I am having a Nested JSON file, How can I flatten it so that I can make it compatible to upload it in SQL. This JSON file is nested and till the "in_network" key it works fine but the value "in_network" has a list of dicts so I guess my code cannot determine how to perform the task after that. I might be missing some lines of code. A help in code will be very much helpful.
{
"reporting_entity_name": "medicare",
"reporting_entity_type": "medicare",
"plan_name": "medicaid",
"plan_id_type": "hios",
"plan_id": "1111111111",
"plan_market_type": "individual",
"last_updated_on": "2020-08-27",
"version": "1.0.0",
"in_network": [
{
"negotiation_arrangement": "ffs",
"name": "Knee Replacement",
"billing_code_type": "CPT",
"billing_code_type_version": "2020",
"billing_code": "27447",
"description": "Arthroplasty, knee condyle and plateau, medial and lateral compartments",
"negotiated_rates": [
{
"provider_groups": [
{
"npi": [0],
"tin": {
"type": "ein",
"value": "11-1111111"
}
}
],
"negotiated_prices": [
{
"negotiated_type": "negotiated",
"negotiated_rate": 123.45,
"expiration_date": "2022-01-01",
"billing_class": "institutional"
}
]
}
]
}
]
}
Here is the python code I am using.
import json
import pandas as pd
with open('new_test.json', 'r') as f:
data = json.loads(f.read())
nested_data = pd.json_normalize(data, max_level=10)
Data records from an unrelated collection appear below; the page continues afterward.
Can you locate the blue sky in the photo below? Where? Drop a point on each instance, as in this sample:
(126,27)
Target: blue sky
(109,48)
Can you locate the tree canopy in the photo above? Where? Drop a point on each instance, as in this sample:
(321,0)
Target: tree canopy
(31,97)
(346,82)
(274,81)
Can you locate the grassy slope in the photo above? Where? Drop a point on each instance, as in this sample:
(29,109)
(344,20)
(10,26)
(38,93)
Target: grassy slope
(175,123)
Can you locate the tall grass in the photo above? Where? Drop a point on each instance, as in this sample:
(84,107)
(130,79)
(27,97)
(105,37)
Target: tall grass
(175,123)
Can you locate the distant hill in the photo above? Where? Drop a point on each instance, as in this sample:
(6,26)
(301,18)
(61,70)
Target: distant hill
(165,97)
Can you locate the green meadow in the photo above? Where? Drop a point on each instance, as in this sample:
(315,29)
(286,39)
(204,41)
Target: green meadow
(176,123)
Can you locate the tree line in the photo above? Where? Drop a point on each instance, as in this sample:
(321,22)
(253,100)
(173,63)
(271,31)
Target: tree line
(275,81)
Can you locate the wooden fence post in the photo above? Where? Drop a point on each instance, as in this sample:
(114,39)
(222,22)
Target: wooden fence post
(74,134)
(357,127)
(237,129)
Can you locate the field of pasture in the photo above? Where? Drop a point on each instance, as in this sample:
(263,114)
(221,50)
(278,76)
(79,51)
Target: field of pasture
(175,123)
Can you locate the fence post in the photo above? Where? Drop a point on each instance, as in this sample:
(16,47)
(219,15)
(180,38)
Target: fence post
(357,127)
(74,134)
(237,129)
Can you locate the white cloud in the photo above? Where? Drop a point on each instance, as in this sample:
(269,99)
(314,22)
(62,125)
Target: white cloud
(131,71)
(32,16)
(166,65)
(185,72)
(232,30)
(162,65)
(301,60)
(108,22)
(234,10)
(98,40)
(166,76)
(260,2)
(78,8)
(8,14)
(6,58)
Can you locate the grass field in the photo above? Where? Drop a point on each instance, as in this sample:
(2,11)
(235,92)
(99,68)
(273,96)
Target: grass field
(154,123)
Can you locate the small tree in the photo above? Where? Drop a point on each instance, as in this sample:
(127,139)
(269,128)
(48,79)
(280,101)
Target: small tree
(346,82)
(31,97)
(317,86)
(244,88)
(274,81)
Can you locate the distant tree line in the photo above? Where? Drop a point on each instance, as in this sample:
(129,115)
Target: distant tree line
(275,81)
After the current code the dataframe looks like
What ever is inside in_network is stored as it is but I want to store it like in_network.negotiation_arrangement a new column with value or in_network.name with its value. Something like every key has its own column.
Here is what the table
reporting_entity_name reporting_entity_type plan_name plan_id_type plan_id plan_market_type last_updated_on version in_network
0 medicare medicare medicaid hios 1111111111 individual 2020-08-27 1.0.0 [{'negotiation_arrangement': 'ffs', 'name': 'Knee Replacement', 'billing_code_type': 'CPT', 'billing_code_type_version': '2020', 'billing_code': '27447', 'description': 'Arthroplasty, knee condyle and plateau, medial and lateral compartments', 'negotiated_rates': [{'provider_groups': [{'npi': [0], 'tin': {'type': 'ein', 'value': '11-1111111'}}], 'negotiated_prices': [{'negotiated_type': 'negotiated', 'negotiated_rate': 123.45, 'expiration_date': '2022-01-01', 'billing_class': 'institutional'}]}]}]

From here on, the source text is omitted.